【ちょっとレビュー】アンフェア the end(2015年/日本)

アンフェア the end
日曜日の夜9:40から上映開始のレイトショーとはいえ、公開2日目。観客が20名に満たない状況ではさすがに厳しいと思いましたが、週末の興行成績はトップで2週目も上位をキープ。テレビドラマのスタートから10年。見事なゴールを迎えたと思います。


その一番の要因は、警察ドラマという世界から逸脱しなかったことでしょう。もともと、この物語は警察組織のなかに身を潜めているはずの父親殺しの犯人を追うところからスタートしているので、そうならざるを得ないのですが、犯人像や犯罪の種類が出尽くしてしまったとも思えるこの10年で、『相棒』のように絶海の孤島へ飛んだ挙げ句に何の前触れもなく主人公のひとりを犯罪者にするという支離滅裂な展開によってファンの怒りを買うこともなく、物語を不時着させた佐藤嗣麻子監督の手腕は見事というほかありません。
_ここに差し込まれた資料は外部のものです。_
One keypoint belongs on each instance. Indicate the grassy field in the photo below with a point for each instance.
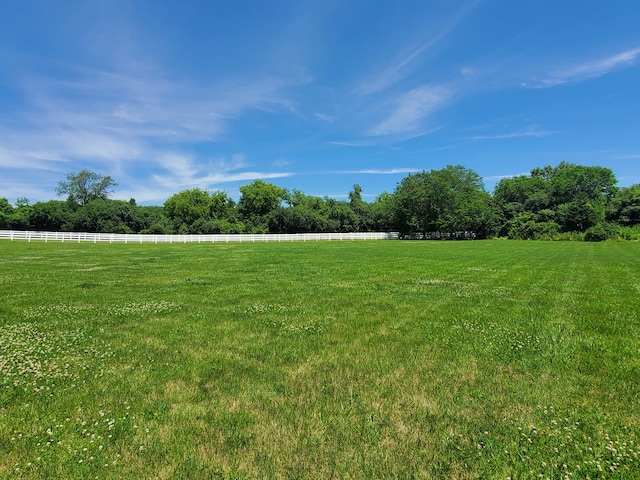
(359, 360)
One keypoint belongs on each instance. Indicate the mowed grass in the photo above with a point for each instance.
(387, 359)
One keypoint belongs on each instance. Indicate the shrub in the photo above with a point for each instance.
(601, 232)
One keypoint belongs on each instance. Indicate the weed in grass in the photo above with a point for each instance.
(320, 360)
(39, 361)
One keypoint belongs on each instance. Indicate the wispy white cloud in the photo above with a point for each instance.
(411, 109)
(375, 171)
(587, 70)
(407, 60)
(526, 133)
(185, 171)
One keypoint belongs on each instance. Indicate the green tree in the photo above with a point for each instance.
(449, 200)
(85, 186)
(187, 207)
(624, 207)
(54, 215)
(360, 208)
(109, 216)
(258, 201)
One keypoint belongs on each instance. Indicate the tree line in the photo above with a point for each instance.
(566, 201)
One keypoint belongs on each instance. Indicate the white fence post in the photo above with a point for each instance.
(80, 237)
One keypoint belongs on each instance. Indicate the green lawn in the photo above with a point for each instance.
(379, 359)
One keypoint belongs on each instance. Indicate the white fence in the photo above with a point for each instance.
(77, 237)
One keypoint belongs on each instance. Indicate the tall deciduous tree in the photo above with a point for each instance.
(448, 200)
(85, 186)
(258, 201)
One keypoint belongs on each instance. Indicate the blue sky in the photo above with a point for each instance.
(314, 95)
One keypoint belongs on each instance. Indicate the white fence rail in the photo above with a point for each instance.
(77, 237)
脚本の執筆を他人に委ねなかったからこそ、テレビドラマで安藤一之を演じた瑛太の実弟である永山絢斗に「ムダに美人ですね」という台詞をあてることもできたのでしょう。
一度、物語を最後まで走らせたあと、謎解きの映像をクドくない台詞と一緒に持ってくる手法も良かった(「the answer」でもエンドロールを使ってやっていましたけど)ですし、次の作品を楽しみに待ちたいと思います。